The same happens sometimes with people who are starting to learn a therapy. Even a medical student can make the mistake of mis-diagnosing someone and making them appointments with a list of specialists, because the would-be doctor is too eager to help. This is totally wrong, because the medical student is not allowed to diagnose as yet, and with good reason. Just because a friend of theirs says something in passing about how they feel does not mean giving the friend a diagnosis and sending them to various specialists. They can instead ask if the friend wanted an opinion based on the limited knowledge the medical student has to date. Then if the friend says yes, then maybe the would-be doctor can stress that they are not as yet qualified and therefore this is just a friendly opinion, but maybe they can ask their doctor if they have a particular condition. If the friend says no, it is best to respect their wishes.

And of course, mothers and fathers are all too often eager to help their children in the way they know best. But it may not be best for the child. For example, I have met many a struggling entrepreneur who was limited by their parents’ repeated statements that being self-employed is the road to ruin and financial disaster. Words of advice, no matter how loving or well-meant, can be very damaging.

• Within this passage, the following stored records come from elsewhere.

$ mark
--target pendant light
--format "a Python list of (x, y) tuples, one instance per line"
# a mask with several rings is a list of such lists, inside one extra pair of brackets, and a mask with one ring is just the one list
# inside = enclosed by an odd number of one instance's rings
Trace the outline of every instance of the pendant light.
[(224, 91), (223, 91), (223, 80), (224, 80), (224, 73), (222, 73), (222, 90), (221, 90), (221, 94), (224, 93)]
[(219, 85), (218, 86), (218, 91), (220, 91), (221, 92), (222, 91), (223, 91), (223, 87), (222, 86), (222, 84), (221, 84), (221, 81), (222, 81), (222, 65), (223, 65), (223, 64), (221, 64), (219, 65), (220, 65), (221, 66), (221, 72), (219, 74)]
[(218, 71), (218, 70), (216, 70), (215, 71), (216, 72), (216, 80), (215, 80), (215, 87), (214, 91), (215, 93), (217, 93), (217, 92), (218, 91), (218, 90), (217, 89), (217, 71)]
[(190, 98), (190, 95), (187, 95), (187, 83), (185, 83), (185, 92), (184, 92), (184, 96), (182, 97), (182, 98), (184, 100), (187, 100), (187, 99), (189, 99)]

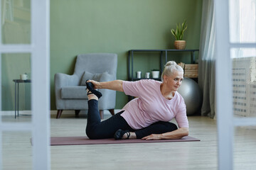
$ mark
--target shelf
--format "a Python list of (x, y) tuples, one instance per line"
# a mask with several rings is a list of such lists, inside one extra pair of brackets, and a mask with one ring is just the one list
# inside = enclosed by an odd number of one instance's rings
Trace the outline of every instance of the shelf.
[[(162, 73), (163, 61), (162, 56), (163, 53), (165, 53), (165, 63), (167, 62), (167, 55), (169, 52), (191, 52), (191, 64), (195, 63), (195, 52), (198, 52), (199, 50), (175, 50), (175, 49), (153, 49), (153, 50), (129, 50), (128, 56), (128, 79), (130, 81), (137, 81), (141, 79), (137, 79), (134, 77), (134, 52), (160, 52), (159, 60), (160, 60), (160, 75)], [(161, 81), (159, 79), (152, 79)]]

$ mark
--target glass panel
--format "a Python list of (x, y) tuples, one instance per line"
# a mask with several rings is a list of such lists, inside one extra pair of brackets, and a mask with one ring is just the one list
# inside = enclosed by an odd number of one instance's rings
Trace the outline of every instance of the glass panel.
[(230, 0), (232, 42), (256, 42), (256, 1)]
[(235, 116), (256, 116), (256, 48), (231, 49), (233, 110)]
[(3, 132), (3, 169), (32, 169), (31, 137), (28, 132)]
[(31, 1), (1, 1), (3, 44), (31, 43)]
[(2, 54), (1, 67), (2, 121), (31, 121), (31, 55)]
[(256, 126), (237, 127), (234, 136), (234, 169), (256, 167)]

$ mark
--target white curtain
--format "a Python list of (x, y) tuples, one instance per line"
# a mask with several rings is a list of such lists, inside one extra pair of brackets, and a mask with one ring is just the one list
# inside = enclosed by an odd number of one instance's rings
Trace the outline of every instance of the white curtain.
[(203, 91), (201, 115), (214, 118), (215, 115), (215, 19), (214, 2), (203, 1), (199, 51), (198, 84)]

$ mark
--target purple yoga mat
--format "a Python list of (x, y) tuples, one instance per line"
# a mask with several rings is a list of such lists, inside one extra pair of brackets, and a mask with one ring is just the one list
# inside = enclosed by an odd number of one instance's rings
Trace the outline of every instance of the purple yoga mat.
[(51, 137), (50, 145), (78, 145), (78, 144), (124, 144), (124, 143), (150, 143), (150, 142), (192, 142), (200, 141), (193, 137), (186, 136), (181, 140), (120, 140), (112, 139), (89, 140), (87, 137)]

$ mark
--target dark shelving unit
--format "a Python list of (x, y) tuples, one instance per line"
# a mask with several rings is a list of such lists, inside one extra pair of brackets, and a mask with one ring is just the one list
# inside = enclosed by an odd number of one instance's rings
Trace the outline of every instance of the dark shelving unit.
[[(191, 64), (195, 63), (195, 52), (198, 52), (199, 50), (129, 50), (128, 55), (128, 79), (129, 81), (137, 81), (142, 79), (137, 79), (134, 77), (134, 52), (160, 52), (159, 60), (160, 60), (160, 75), (163, 69), (163, 55), (165, 55), (165, 63), (167, 62), (168, 52), (191, 52)], [(165, 64), (164, 63), (164, 64)], [(156, 80), (161, 80), (159, 79), (154, 79)]]

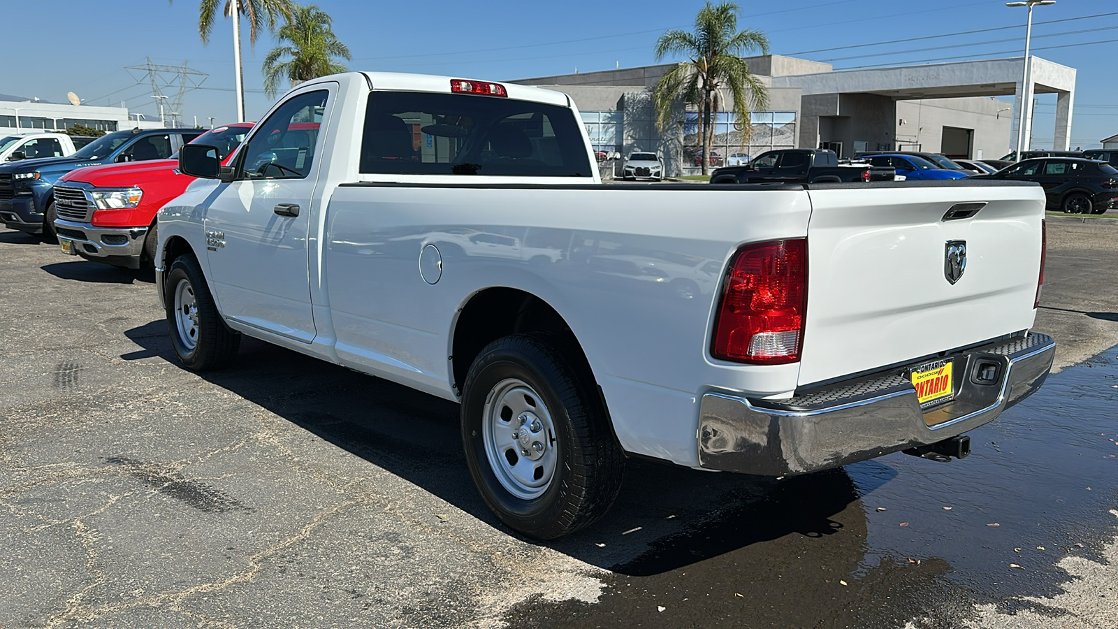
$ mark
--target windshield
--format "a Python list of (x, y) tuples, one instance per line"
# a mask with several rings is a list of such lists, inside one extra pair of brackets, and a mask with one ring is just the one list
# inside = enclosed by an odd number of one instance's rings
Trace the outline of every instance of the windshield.
[(132, 135), (133, 133), (131, 131), (114, 131), (113, 133), (102, 135), (93, 142), (89, 142), (80, 151), (70, 157), (77, 159), (97, 159), (100, 157), (105, 157), (119, 149), (124, 142), (127, 142)]
[(919, 168), (920, 170), (939, 170), (940, 166), (937, 163), (931, 163), (930, 161), (917, 156), (904, 156), (904, 159), (912, 162), (912, 166)]
[[(229, 157), (229, 153), (237, 150), (240, 142), (245, 140), (245, 135), (248, 135), (248, 126), (218, 126), (217, 129), (210, 129), (206, 133), (195, 138), (190, 141), (190, 143), (217, 147), (218, 161), (225, 161), (225, 158)], [(178, 153), (174, 153), (171, 158), (177, 159), (178, 156)]]
[(0, 151), (7, 151), (9, 147), (19, 142), (19, 135), (8, 135), (7, 138), (0, 140)]
[(928, 156), (932, 161), (939, 165), (939, 168), (946, 168), (948, 170), (966, 170), (961, 166), (955, 163), (954, 161), (945, 158), (944, 156)]

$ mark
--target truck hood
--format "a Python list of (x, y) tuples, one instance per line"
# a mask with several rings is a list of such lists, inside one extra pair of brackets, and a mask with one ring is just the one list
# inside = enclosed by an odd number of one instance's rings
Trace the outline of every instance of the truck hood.
[(75, 158), (21, 159), (0, 166), (0, 172), (67, 172), (82, 166), (100, 165), (100, 161)]
[(127, 163), (106, 163), (72, 170), (64, 181), (83, 181), (98, 188), (126, 188), (146, 181), (176, 177), (179, 160), (159, 159)]

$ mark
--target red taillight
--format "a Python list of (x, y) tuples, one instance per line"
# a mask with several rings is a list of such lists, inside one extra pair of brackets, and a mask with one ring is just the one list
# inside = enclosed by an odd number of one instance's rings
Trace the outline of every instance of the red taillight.
[(1044, 260), (1048, 257), (1048, 223), (1041, 219), (1041, 276), (1036, 280), (1036, 299), (1033, 308), (1041, 307), (1041, 288), (1044, 287)]
[(722, 285), (710, 353), (737, 363), (799, 360), (807, 309), (807, 241), (738, 250)]
[(451, 92), (459, 94), (485, 94), (486, 96), (508, 96), (504, 85), (500, 83), (485, 83), (483, 81), (466, 81), (464, 78), (451, 79)]

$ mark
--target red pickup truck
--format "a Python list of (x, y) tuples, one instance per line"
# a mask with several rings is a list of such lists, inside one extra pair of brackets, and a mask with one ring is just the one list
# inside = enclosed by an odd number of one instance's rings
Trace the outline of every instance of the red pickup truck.
[[(217, 147), (222, 161), (245, 139), (253, 123), (219, 126), (195, 139)], [(139, 269), (154, 259), (155, 214), (181, 195), (193, 177), (172, 159), (79, 168), (55, 185), (55, 220), (64, 253), (114, 266)], [(65, 207), (64, 207), (65, 206)]]

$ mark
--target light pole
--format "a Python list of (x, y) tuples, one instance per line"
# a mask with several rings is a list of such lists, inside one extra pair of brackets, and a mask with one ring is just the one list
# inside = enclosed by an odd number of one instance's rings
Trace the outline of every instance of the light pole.
[(167, 96), (159, 95), (152, 96), (152, 98), (155, 98), (155, 102), (159, 103), (159, 125), (167, 126), (167, 121), (163, 120), (163, 101), (167, 101)]
[(229, 16), (233, 18), (233, 72), (237, 83), (237, 122), (245, 122), (245, 85), (240, 72), (240, 8), (237, 7), (237, 0), (229, 0)]
[[(233, 0), (236, 2), (237, 0)], [(1017, 161), (1021, 161), (1022, 144), (1025, 142), (1025, 100), (1030, 97), (1029, 88), (1029, 43), (1033, 36), (1033, 7), (1036, 4), (1055, 4), (1055, 0), (1021, 0), (1018, 2), (1006, 2), (1006, 7), (1029, 7), (1029, 19), (1025, 21), (1025, 60), (1024, 69), (1021, 71), (1021, 110), (1017, 112)]]

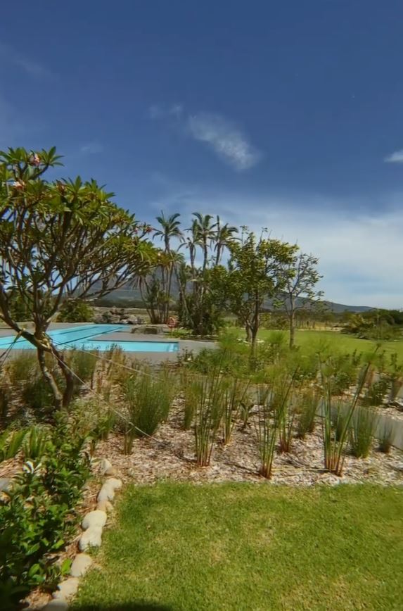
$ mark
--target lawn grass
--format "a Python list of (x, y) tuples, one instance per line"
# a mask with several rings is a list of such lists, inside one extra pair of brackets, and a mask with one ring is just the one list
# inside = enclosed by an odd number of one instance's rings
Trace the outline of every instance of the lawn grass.
[(403, 490), (128, 486), (78, 610), (401, 609)]
[[(242, 329), (238, 330), (240, 336), (243, 336), (245, 334)], [(265, 339), (271, 333), (273, 333), (272, 331), (261, 329), (259, 332), (258, 338), (260, 339)], [(284, 333), (288, 338), (288, 332), (284, 332)], [(357, 350), (357, 352), (370, 353), (373, 352), (376, 347), (376, 341), (371, 341), (369, 339), (359, 339), (353, 335), (340, 333), (338, 331), (298, 330), (295, 332), (295, 344), (300, 346), (302, 351), (310, 348), (313, 346), (319, 346), (324, 344), (328, 344), (336, 351), (350, 353), (354, 352), (354, 350)], [(385, 351), (387, 355), (392, 354), (395, 352), (397, 353), (399, 360), (403, 361), (403, 339), (395, 341), (383, 341), (381, 343), (381, 349)]]

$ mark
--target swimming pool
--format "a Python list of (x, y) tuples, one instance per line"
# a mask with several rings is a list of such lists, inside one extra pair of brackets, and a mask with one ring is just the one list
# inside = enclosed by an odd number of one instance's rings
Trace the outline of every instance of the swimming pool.
[[(86, 350), (109, 350), (113, 346), (117, 346), (125, 352), (177, 352), (177, 341), (133, 341), (111, 339), (108, 336), (110, 333), (120, 331), (128, 332), (130, 329), (127, 325), (85, 325), (82, 327), (73, 327), (68, 329), (55, 329), (49, 332), (55, 346), (61, 348), (84, 348)], [(98, 336), (104, 335), (104, 338)], [(96, 339), (94, 339), (96, 338)], [(14, 341), (14, 336), (0, 337), (0, 350), (8, 348)], [(32, 344), (26, 339), (18, 339), (13, 349), (32, 349)]]

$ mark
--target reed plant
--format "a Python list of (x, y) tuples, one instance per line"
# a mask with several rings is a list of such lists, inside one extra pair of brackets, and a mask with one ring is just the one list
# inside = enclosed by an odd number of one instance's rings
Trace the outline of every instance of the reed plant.
[(395, 428), (390, 421), (383, 420), (378, 424), (379, 445), (378, 448), (383, 454), (389, 454), (392, 448)]
[(247, 396), (248, 382), (236, 378), (226, 381), (223, 397), (222, 443), (229, 443), (235, 424)]
[(376, 416), (371, 408), (359, 407), (351, 419), (350, 445), (356, 458), (366, 458), (371, 451)]
[(266, 385), (257, 389), (257, 417), (255, 422), (257, 449), (260, 458), (259, 473), (270, 479), (273, 472), (273, 461), (277, 441), (279, 420), (271, 405), (272, 393)]
[(215, 368), (208, 377), (195, 377), (192, 386), (196, 463), (199, 467), (207, 467), (222, 418), (225, 384), (219, 370)]
[(297, 437), (305, 439), (308, 433), (315, 429), (315, 418), (319, 409), (321, 396), (316, 389), (302, 391), (299, 396), (299, 416), (297, 423)]
[[(338, 394), (338, 384), (335, 379), (338, 377), (338, 363), (337, 360), (328, 358), (321, 364), (321, 376), (323, 392), (323, 417), (322, 434), (324, 451), (324, 467), (332, 473), (341, 476), (345, 460), (345, 450), (348, 441), (348, 434), (351, 422), (355, 412), (356, 407), (362, 392), (367, 381), (371, 371), (371, 363), (376, 353), (373, 353), (371, 358), (367, 359), (356, 379), (355, 392), (350, 401), (340, 401), (334, 397), (334, 393)], [(342, 419), (342, 424), (338, 434), (336, 434), (333, 426), (335, 412), (338, 420)], [(337, 428), (337, 427), (336, 427)]]

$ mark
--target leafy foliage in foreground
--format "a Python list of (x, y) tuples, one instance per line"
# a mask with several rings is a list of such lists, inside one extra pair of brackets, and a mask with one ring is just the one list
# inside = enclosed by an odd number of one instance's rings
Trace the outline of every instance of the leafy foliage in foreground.
[(24, 451), (36, 455), (0, 505), (0, 600), (13, 609), (37, 586), (54, 587), (63, 549), (76, 522), (75, 507), (89, 476), (85, 438), (60, 419), (49, 437), (36, 432)]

I can give many more examples, but I guess you get the picture. It is good to put ourselves in the other person’s shoes and ask “How would I feel if I were this person and heard this advice?”. After all, if we really want to help, we should help the other person, not our own ego, conscience, or our own feelings. It is not always easy. We all err sometimes. When we do, we can forgive ourselves, apologize where appropriate, and learn from the experience. It is good to care anyway, and I am sure you are reading this because you care.